For instance, if we take the URL http://plugins.svn.wordpress.org/hello-dolly/trunk/ - How would it be possible to download the two files contained within the trunk onto my local machine without having to download each file manually?
Also, if there is a way to download all contents including both files AND any listed subdirectories that would be great.
If you ever need to download an entire Web site, perhaps for off-line viewing, wget can do the job.
For example:
$ wget \
--recursive \
--no-clobber \
--page-requisites \
--html-extension \
--convert-links \
--restrict-file-names=windows \
--domains wordpress.org \
--no-parent \
http://plugins.svn.wordpress.org/hello-dolly/trunk/
This command downloads the Web site http://plugins.svn.wordpress.org/hello-dolly/trunk/
The options are:
--recursive: download the entire Web site.

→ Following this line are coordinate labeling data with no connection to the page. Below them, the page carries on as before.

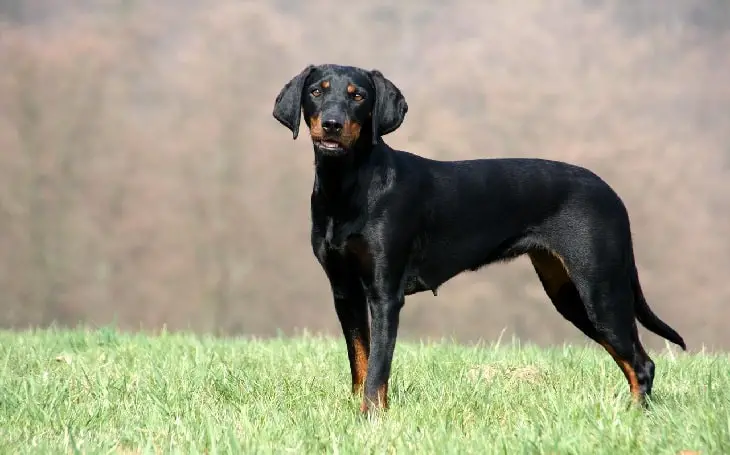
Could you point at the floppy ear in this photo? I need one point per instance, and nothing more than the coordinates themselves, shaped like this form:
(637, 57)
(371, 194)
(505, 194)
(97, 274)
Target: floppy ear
(390, 106)
(288, 104)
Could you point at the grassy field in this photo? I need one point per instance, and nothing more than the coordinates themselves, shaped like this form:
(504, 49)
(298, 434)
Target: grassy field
(106, 392)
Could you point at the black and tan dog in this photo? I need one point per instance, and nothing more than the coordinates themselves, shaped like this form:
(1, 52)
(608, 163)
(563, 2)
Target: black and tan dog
(387, 223)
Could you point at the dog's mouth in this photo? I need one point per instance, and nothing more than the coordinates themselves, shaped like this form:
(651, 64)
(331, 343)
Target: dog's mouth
(329, 146)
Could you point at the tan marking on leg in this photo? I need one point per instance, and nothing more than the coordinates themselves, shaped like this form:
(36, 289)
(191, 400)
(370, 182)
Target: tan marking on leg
(628, 371)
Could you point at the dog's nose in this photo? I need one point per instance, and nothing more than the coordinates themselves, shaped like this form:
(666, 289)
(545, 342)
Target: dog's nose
(331, 126)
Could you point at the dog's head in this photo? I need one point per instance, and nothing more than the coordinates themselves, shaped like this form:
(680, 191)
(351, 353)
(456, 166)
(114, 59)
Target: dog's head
(342, 106)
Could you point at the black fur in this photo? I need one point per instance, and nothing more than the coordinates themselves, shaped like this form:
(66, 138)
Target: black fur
(387, 223)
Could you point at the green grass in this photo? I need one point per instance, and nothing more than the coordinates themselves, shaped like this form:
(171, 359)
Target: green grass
(107, 392)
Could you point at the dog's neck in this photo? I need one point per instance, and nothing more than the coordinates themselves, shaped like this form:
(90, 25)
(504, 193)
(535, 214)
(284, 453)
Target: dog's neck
(336, 177)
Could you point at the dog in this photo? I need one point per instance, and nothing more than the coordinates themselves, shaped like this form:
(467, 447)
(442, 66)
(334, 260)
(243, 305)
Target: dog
(387, 223)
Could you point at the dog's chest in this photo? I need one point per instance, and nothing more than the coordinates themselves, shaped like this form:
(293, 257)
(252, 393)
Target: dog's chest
(333, 236)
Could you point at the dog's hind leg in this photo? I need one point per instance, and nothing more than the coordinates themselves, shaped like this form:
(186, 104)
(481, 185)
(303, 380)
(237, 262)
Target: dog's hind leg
(614, 330)
(610, 308)
(561, 290)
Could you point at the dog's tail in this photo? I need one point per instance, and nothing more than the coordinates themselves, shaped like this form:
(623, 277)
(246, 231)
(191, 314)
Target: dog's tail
(650, 320)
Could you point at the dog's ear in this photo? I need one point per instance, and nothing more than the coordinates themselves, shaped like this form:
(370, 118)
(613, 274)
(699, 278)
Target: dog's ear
(390, 106)
(288, 104)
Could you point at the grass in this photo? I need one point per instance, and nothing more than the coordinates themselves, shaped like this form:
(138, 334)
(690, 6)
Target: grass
(107, 392)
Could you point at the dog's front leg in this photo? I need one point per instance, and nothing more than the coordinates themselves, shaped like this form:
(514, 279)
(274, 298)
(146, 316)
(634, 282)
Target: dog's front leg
(352, 311)
(384, 310)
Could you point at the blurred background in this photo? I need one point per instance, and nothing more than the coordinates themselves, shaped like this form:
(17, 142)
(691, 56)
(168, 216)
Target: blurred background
(144, 182)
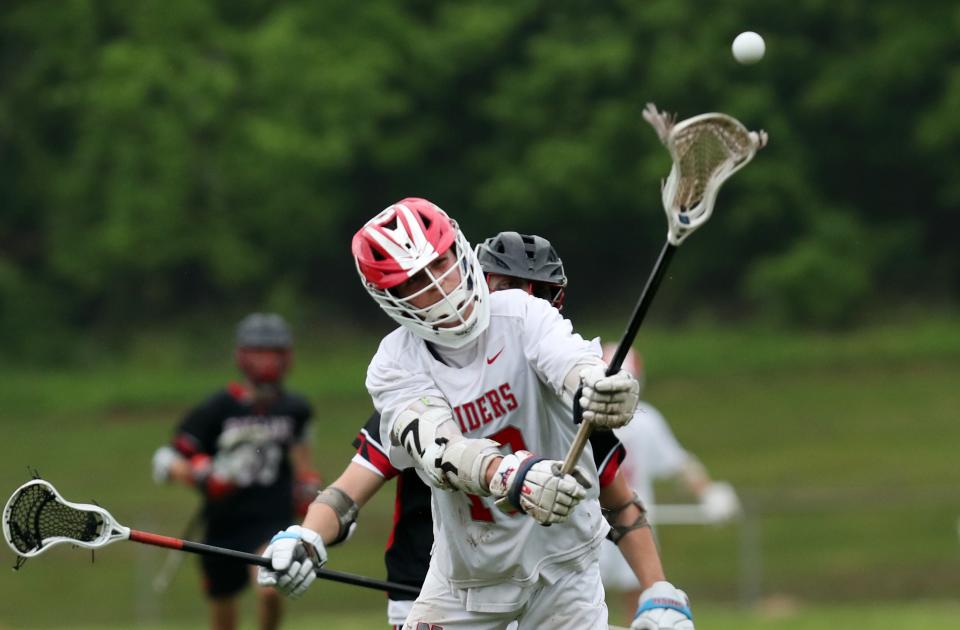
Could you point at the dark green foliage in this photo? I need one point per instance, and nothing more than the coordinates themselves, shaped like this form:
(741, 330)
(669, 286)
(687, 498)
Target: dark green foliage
(160, 160)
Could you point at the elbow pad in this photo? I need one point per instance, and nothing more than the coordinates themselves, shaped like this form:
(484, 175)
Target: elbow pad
(427, 432)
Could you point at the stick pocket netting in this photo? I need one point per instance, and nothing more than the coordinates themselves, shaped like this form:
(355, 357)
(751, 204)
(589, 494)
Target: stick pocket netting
(36, 517)
(706, 150)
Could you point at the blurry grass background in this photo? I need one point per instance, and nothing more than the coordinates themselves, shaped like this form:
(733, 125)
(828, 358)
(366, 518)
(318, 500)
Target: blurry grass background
(842, 447)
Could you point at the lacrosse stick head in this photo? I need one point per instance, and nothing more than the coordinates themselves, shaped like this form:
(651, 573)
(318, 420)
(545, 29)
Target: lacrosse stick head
(706, 150)
(36, 518)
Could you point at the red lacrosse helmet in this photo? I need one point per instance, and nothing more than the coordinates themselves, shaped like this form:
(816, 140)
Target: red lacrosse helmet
(401, 242)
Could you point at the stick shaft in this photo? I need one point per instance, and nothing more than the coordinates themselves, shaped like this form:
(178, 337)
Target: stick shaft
(639, 312)
(169, 542)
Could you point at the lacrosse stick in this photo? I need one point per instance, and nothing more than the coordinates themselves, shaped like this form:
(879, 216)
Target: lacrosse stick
(173, 560)
(37, 518)
(706, 150)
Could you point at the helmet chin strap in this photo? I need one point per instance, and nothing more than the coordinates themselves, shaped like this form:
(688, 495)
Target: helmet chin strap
(445, 310)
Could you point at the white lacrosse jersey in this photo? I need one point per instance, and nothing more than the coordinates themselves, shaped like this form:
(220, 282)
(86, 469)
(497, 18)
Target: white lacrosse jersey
(508, 390)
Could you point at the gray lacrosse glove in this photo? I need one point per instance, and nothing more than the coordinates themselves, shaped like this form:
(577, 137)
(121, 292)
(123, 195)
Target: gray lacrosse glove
(533, 485)
(295, 555)
(663, 607)
(608, 401)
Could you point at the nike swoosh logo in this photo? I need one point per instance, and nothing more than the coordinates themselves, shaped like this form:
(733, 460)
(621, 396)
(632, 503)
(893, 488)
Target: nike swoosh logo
(490, 360)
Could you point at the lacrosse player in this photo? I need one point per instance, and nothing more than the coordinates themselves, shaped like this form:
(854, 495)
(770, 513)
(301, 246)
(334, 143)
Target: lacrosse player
(466, 373)
(246, 449)
(653, 452)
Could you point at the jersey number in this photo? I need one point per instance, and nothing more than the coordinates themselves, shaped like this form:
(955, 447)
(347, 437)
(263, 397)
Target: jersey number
(512, 437)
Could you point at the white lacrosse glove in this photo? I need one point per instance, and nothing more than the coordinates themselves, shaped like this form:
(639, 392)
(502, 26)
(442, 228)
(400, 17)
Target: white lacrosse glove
(663, 607)
(608, 401)
(720, 502)
(534, 485)
(295, 555)
(163, 460)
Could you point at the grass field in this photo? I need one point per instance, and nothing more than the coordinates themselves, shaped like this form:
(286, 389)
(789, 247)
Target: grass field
(842, 447)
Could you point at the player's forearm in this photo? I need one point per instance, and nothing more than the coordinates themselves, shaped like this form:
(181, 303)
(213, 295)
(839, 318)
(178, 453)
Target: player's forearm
(640, 551)
(359, 484)
(637, 545)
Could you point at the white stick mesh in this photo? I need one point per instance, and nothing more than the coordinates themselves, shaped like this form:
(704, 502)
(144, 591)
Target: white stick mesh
(706, 150)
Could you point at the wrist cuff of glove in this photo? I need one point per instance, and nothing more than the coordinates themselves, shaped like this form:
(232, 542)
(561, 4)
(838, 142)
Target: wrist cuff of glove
(513, 495)
(663, 602)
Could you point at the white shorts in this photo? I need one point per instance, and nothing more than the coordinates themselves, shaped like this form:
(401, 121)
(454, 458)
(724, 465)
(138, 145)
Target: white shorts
(573, 602)
(398, 611)
(614, 570)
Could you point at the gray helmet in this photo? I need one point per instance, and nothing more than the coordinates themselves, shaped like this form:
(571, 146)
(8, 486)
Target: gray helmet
(263, 330)
(524, 256)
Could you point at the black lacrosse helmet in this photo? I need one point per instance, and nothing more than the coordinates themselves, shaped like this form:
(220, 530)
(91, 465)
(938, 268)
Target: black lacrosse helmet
(264, 347)
(528, 257)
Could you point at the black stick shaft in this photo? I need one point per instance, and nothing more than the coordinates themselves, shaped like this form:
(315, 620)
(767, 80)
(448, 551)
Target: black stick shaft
(639, 312)
(258, 560)
(643, 305)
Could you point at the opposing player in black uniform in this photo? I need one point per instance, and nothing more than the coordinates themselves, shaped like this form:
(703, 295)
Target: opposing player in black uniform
(246, 448)
(510, 261)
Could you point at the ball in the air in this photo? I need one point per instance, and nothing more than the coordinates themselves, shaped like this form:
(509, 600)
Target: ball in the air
(748, 47)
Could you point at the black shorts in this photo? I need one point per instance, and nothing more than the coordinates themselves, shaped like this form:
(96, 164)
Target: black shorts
(225, 577)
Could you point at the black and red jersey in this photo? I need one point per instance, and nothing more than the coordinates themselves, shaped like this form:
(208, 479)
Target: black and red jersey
(408, 548)
(253, 444)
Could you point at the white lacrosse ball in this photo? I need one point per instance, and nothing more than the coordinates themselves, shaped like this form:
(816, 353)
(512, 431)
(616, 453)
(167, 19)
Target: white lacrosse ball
(748, 47)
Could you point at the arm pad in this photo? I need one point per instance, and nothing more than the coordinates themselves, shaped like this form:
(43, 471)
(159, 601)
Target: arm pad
(344, 507)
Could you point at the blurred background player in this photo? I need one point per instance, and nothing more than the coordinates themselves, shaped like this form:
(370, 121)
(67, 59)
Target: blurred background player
(446, 309)
(246, 448)
(654, 453)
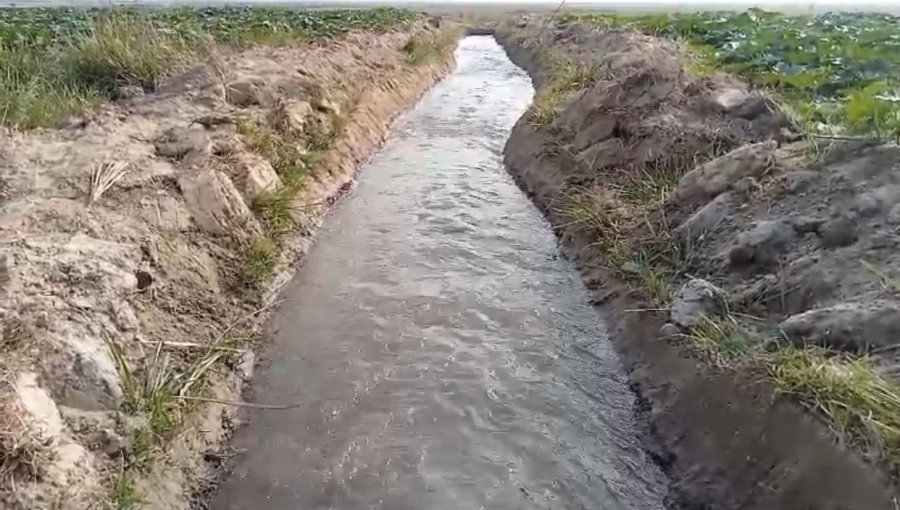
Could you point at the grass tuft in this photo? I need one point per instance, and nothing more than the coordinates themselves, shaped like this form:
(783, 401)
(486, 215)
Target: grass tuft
(155, 388)
(567, 76)
(856, 400)
(721, 340)
(427, 47)
(33, 94)
(260, 261)
(275, 210)
(122, 50)
(125, 495)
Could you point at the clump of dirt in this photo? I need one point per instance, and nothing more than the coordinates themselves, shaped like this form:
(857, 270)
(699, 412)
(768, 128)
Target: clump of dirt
(128, 238)
(692, 201)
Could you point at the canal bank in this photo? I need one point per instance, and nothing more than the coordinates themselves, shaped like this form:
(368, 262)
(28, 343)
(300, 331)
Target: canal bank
(445, 354)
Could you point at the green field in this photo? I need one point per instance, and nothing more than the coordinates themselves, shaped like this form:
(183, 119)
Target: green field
(60, 60)
(835, 74)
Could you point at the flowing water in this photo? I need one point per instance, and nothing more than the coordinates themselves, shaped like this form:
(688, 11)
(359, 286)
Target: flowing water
(446, 354)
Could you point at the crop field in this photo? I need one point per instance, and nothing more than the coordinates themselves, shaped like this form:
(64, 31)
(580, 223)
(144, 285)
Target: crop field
(59, 60)
(232, 25)
(835, 73)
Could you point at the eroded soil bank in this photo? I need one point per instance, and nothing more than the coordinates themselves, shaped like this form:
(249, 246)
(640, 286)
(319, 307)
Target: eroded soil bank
(615, 110)
(444, 354)
(125, 306)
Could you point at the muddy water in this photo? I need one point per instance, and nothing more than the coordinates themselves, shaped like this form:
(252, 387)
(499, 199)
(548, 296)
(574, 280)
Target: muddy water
(445, 353)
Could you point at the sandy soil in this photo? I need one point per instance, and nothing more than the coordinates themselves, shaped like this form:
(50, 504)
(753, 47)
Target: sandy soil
(104, 299)
(777, 240)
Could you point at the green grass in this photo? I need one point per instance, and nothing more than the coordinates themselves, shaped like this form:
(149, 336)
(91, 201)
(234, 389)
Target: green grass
(428, 46)
(33, 94)
(567, 76)
(156, 387)
(59, 61)
(837, 73)
(275, 211)
(723, 341)
(848, 392)
(125, 496)
(124, 50)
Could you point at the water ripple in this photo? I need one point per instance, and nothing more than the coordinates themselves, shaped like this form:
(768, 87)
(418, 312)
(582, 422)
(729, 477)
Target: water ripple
(447, 352)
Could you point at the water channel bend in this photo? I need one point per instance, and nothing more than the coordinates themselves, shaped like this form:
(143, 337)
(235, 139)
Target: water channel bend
(446, 352)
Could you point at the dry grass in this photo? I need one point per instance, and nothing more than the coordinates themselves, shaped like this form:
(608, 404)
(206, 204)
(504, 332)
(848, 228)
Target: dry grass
(124, 50)
(104, 176)
(568, 76)
(23, 456)
(260, 261)
(153, 388)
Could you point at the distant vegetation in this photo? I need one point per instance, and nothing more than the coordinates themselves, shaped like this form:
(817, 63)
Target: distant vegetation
(834, 73)
(57, 61)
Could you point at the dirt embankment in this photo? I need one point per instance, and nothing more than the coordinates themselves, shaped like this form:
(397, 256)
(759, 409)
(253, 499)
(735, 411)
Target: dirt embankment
(656, 178)
(138, 255)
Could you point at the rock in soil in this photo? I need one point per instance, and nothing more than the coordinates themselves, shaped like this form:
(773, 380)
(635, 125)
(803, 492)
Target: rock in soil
(856, 326)
(695, 300)
(216, 206)
(706, 219)
(709, 179)
(797, 181)
(839, 232)
(763, 243)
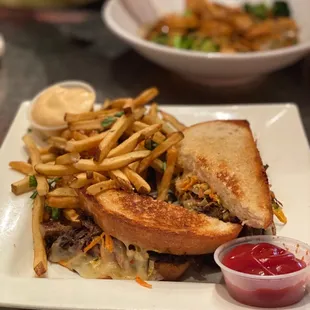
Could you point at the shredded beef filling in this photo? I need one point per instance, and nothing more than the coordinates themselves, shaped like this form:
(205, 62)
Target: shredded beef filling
(207, 205)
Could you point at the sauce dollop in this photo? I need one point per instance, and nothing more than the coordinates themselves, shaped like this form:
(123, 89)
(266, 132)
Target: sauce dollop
(263, 259)
(51, 106)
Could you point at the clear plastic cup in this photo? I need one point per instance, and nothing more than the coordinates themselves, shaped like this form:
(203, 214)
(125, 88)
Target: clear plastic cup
(267, 291)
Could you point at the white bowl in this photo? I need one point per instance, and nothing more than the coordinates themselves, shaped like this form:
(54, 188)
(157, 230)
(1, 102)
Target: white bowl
(55, 130)
(126, 18)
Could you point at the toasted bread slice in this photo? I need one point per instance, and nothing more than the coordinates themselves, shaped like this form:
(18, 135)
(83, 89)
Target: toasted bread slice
(224, 155)
(156, 225)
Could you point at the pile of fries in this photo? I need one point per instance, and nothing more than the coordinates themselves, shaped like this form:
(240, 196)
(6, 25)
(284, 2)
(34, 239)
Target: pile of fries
(111, 148)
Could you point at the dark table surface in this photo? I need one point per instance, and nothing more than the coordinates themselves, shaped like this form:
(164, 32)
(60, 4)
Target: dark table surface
(40, 53)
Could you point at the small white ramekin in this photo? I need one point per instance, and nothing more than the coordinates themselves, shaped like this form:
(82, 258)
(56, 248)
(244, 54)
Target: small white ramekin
(55, 130)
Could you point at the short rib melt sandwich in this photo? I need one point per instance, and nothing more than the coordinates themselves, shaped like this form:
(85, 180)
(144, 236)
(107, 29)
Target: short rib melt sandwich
(222, 188)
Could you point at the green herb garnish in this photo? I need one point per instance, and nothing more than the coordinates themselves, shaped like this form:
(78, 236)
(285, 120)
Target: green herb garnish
(52, 182)
(108, 121)
(164, 166)
(150, 144)
(55, 214)
(32, 181)
(34, 195)
(281, 9)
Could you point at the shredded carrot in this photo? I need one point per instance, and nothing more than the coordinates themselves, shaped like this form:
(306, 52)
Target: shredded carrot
(95, 241)
(188, 183)
(108, 243)
(214, 197)
(142, 282)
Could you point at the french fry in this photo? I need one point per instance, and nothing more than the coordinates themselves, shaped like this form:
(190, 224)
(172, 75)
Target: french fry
(120, 103)
(22, 167)
(68, 159)
(138, 182)
(21, 187)
(71, 215)
(130, 144)
(66, 134)
(109, 164)
(159, 150)
(39, 257)
(33, 150)
(57, 142)
(85, 144)
(42, 186)
(63, 191)
(63, 202)
(97, 177)
(113, 135)
(89, 175)
(121, 179)
(55, 170)
(167, 129)
(158, 165)
(44, 150)
(153, 111)
(76, 135)
(158, 136)
(86, 125)
(80, 181)
(46, 158)
(168, 174)
(173, 121)
(87, 116)
(102, 186)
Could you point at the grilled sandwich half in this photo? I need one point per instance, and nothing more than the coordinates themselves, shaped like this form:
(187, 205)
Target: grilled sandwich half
(223, 174)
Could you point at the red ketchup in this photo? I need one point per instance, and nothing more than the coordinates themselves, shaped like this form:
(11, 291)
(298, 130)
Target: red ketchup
(264, 259)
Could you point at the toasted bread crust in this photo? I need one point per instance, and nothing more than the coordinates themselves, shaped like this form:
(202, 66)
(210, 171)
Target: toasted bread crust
(224, 155)
(171, 272)
(156, 225)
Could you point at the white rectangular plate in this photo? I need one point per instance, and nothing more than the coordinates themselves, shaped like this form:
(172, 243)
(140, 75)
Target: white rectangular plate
(283, 145)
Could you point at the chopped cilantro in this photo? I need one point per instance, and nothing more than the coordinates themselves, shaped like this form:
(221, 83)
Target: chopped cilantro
(119, 114)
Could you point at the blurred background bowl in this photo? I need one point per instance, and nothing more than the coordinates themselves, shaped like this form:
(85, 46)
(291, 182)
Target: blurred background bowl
(126, 19)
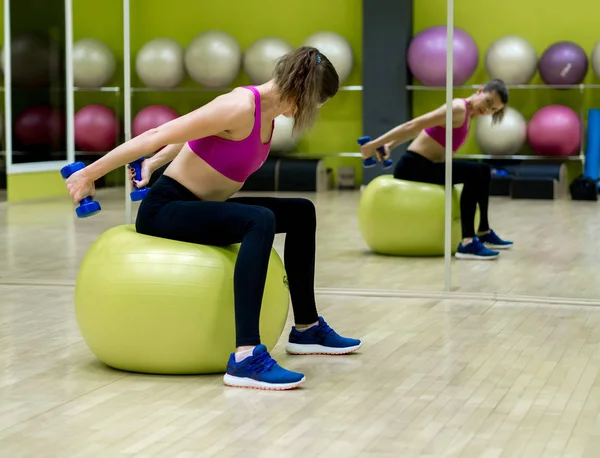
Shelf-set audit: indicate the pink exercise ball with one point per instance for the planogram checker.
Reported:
(152, 117)
(41, 126)
(427, 56)
(96, 128)
(555, 130)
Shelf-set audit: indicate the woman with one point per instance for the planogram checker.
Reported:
(424, 162)
(213, 151)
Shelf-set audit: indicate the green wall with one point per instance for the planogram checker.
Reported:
(339, 122)
(541, 24)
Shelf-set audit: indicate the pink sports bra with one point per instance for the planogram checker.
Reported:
(236, 160)
(459, 134)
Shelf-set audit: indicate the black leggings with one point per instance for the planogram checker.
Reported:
(476, 177)
(171, 211)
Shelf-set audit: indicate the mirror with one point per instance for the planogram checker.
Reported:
(38, 81)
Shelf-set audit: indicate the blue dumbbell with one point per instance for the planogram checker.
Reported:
(370, 162)
(88, 206)
(138, 193)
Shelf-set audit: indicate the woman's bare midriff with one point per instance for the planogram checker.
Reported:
(428, 147)
(200, 178)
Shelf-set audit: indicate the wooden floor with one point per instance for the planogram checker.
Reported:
(435, 378)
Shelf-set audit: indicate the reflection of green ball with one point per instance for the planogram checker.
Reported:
(406, 218)
(148, 304)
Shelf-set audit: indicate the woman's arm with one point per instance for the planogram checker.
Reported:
(412, 128)
(228, 111)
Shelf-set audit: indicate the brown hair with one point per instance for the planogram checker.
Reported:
(305, 78)
(497, 86)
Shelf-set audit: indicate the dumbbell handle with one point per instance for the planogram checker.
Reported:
(138, 193)
(371, 161)
(87, 206)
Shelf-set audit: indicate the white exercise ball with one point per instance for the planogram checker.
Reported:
(284, 140)
(94, 63)
(511, 58)
(503, 138)
(160, 63)
(336, 49)
(213, 59)
(260, 58)
(595, 59)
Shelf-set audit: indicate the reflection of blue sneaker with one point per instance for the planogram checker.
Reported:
(320, 340)
(491, 240)
(260, 371)
(475, 250)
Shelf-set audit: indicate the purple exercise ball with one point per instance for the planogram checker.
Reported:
(555, 130)
(151, 117)
(564, 62)
(96, 128)
(427, 56)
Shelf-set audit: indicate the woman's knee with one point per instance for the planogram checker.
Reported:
(262, 219)
(485, 172)
(304, 211)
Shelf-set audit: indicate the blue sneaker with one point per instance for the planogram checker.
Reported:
(320, 340)
(260, 371)
(491, 240)
(475, 250)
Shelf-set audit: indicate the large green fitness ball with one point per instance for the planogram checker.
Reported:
(406, 218)
(153, 305)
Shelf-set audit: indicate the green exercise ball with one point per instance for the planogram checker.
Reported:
(153, 305)
(406, 218)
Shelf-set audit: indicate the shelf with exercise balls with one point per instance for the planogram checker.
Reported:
(558, 121)
(208, 58)
(97, 62)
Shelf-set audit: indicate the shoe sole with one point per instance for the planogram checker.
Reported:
(297, 349)
(245, 382)
(475, 257)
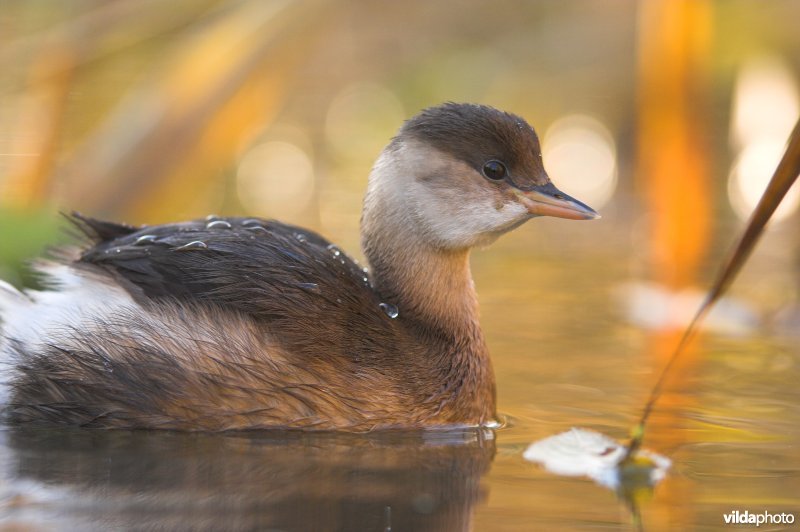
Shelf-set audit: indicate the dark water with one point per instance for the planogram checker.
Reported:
(564, 356)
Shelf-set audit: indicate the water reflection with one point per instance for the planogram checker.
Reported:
(265, 481)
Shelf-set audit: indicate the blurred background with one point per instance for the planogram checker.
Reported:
(666, 116)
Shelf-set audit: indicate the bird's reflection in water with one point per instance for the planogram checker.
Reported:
(264, 481)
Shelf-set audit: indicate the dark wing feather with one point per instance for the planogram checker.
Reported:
(290, 279)
(99, 230)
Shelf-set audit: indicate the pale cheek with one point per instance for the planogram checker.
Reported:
(476, 224)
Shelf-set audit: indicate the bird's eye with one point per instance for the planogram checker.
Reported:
(494, 170)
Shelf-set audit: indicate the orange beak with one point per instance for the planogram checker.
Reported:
(547, 200)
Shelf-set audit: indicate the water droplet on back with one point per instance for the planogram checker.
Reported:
(218, 224)
(390, 310)
(334, 250)
(196, 244)
(145, 239)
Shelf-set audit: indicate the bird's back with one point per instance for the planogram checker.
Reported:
(214, 324)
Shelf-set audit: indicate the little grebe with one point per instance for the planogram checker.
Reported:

--domains wordpress.org: don't follow links outside wordpress.org.
--no-parent: don't follow links outside the directory tutorials/html/.
--page-requisites: get all the elements that compose the page (images, CSS and so on).
--html-extension: save files with the .html extension.
--convert-links: convert links so that they work locally, off-line.
--restrict-file-names=windows: modify filenames so that they will work in Windows as well.
--no-clobber: don't overwrite any existing files (used in case the download is interrupted and resumed).